How is Order Frequency Distributed?

Breaking these in to quarters and displaying the data as a box plot helps manage and visualize the user order frequency distribution more effectively. The data distribution follows a similar decremental shape in user groups 0 – 75. However, there is a group of users that have ordered over 100 times which changes the distribution in the last quarter.

Instacart has a large user base that might order a few times for the novelty, but when they get a loyal user they are very loyal. Building in a product recommendation engine may help keep the app novel for new users.

Creating the Data Frame

Instacart data is split across 5 files. This makes it difficult to read – for example in the ordered products file, we know the number assigned to the product a user ordered but we wouldn't be able to tell what the name of that product is.

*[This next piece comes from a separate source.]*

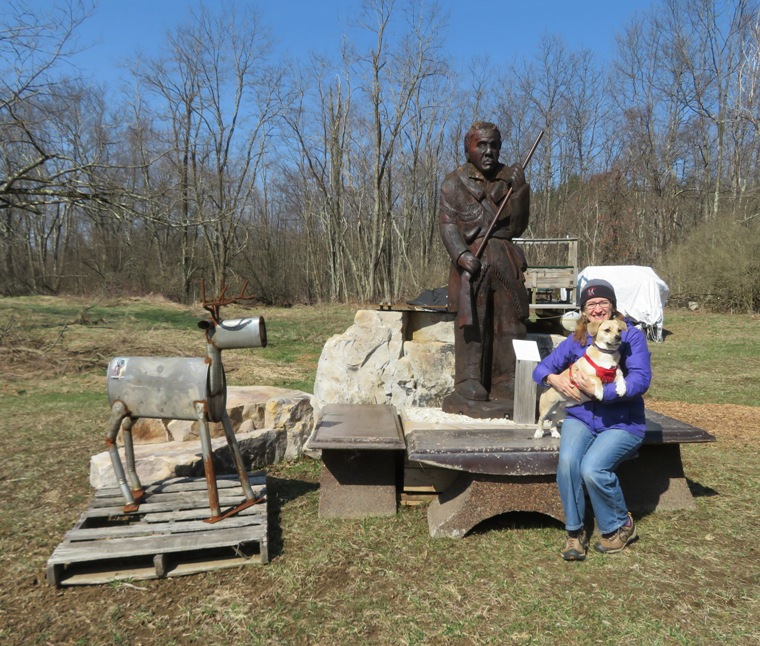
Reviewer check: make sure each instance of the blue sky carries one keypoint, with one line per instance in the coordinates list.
(121, 28)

Combining the files and select the data columns relevant to creating a product recommendation engine will make it more human readable.

Final Data Frame

user_id : Who is the user? In this case we are looking at the items user 1 had bought
product_id : What is the ID number assigned to the product they’re ordering?
user_count : Across all of this user’s Instacart orders, how many times has this user ordered this product?
product_name : What is the name of the product they’re ordering?
overall_popularity : How popular is the product across Instacarts user base? ex: Soda ranks 35791

Setting Up Natural Language Processing

Natural Language Processing (NLP):

Natural Language Processing (NLP) is a set of techniques that help turn human languages in to something that is digestible and usable for a computer.

Term Frequency–Inverse Document Frequency (TF-IDF):

An NLP technique that splits words in to tokens and counts how many times they appear in a document. It then measures how important the word is to the document. It’s often used in user modeling

Using TF-IDF to Build User Shopping Profiles

We’ll use TF-IDF to understand the importance of different food items in a user’s document (order history). The more they’ve purchased an item, the more important the item is going to be within their order history. This becomes their shopping profile that we can make recommendations off of.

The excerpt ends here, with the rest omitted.